D. The full flow analysis module: and capturing the total inflow and outflow flow of the protected server, judging the matching degree of the server flow and the mining virus flow according to the known characteristics of the mining virus, and reporting the judgment result to an alarm center and other associated modules.
E. A mine pool resource matching module: and acquiring the external communication IP address of the server analyzed by the full-flow analysis module, performing matching judgment on the external communication IP address and the addresses of all the global large mine pools, and reporting the judgment result to an alarm center and other correlation modules.
F. The configuration center is used as a center for configuring a plurality of servers and overall manages the configuration of each server;
G. And the alarm center receives the alarm and visually displays the alarm.
2. The system for server excavation virus protection according to claim 1, wherein a process management and control driver module, a resource control module, an excavation virus blocking module of the system are deployed in a server operating system, and a full flow analysis module, a mine pool resource matching module, a configuration center, and an alarm center are deployed in independent hardware.
3. The system according to claim 1, wherein, in the resource layer, the key resources (CPU, memory, video memory, hard disk, network) of the server are configured in advance through the configuration center, and only authorized processes can use the key resources of the server beyond a default threshold (10% of the total resources, which can be adjusted through the configuration center) through the process management and control driver module and the resource control module.
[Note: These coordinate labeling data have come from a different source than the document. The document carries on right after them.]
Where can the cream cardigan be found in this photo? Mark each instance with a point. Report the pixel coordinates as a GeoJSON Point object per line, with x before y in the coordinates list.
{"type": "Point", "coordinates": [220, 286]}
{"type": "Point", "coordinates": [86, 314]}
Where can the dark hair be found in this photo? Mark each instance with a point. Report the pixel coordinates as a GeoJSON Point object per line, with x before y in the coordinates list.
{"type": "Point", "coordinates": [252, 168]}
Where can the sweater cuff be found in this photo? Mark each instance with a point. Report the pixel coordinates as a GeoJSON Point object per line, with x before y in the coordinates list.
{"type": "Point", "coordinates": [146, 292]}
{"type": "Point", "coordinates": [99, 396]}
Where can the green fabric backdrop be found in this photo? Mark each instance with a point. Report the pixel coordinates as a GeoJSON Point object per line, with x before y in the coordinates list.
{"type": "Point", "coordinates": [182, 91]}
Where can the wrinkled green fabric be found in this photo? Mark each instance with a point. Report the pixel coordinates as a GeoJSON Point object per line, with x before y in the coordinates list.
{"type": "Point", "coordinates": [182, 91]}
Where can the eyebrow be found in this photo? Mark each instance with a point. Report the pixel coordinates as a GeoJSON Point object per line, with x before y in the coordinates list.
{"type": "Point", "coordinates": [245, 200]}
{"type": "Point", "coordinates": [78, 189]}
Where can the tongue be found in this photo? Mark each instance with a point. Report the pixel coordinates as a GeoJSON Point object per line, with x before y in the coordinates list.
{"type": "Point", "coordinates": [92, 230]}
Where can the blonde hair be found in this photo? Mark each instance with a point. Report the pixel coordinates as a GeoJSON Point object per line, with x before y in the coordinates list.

4. the system for server excavation virus protection according to claim 1, wherein the process layer, first, directly puts the known excavation virus into the process control library, and the excavation virus blocking module prohibits its start on the server, and then, for the unknown excavation virus process, if the process continuously tries an illegal process exceeding a set threshold and the process generates a flow with the characteristics of the excavation virus, dynamically adds the illegal process to the known excavation virus process control library of the whole network server, ends the active process, and permanently prohibits its start.
5. The system for server excavation virus protection according to claim 1, wherein the network layer copies all traffic entering and exiting the protected server to a full traffic analysis module and a mine pool resource matching module, restores the full traffic, performs excavation virus traffic characteristic analysis, matches the mine pool resources, and determines that a server is most likely to be infected with an excavation virus if the server is in communication with any mine pool resource IP address in the world.
6. The system for server excavation virus protection according to claim 1, wherein the resource layer, the process layer, the network layer, the configuration center and the alarm center combine three layers to generate excavation virus infection risk information with different dimensions, automatically optimize the established configuration and broadcast in the whole network, and simultaneously generate real-time alarm to inform a security administrator of timely disposal.
7. A method for protecting server mine excavation virus, which is characterized in that the system for protecting server mine excavation virus according to any one of claims 1 to 6 is adopted to carry out deep defense on mine excavation virus at three layers of a host, a process and a network. In the resource layer, a server resource consumption control technology is combined with a white list technology; the process level adopts a blacklist technology and a drive layer process start-stop control technology; and the network layer utilizes a flow analysis technology and an excavation threat intelligence technology. And displaying the discovered risk early warning of the mining virus in real time by adopting a visualization technology.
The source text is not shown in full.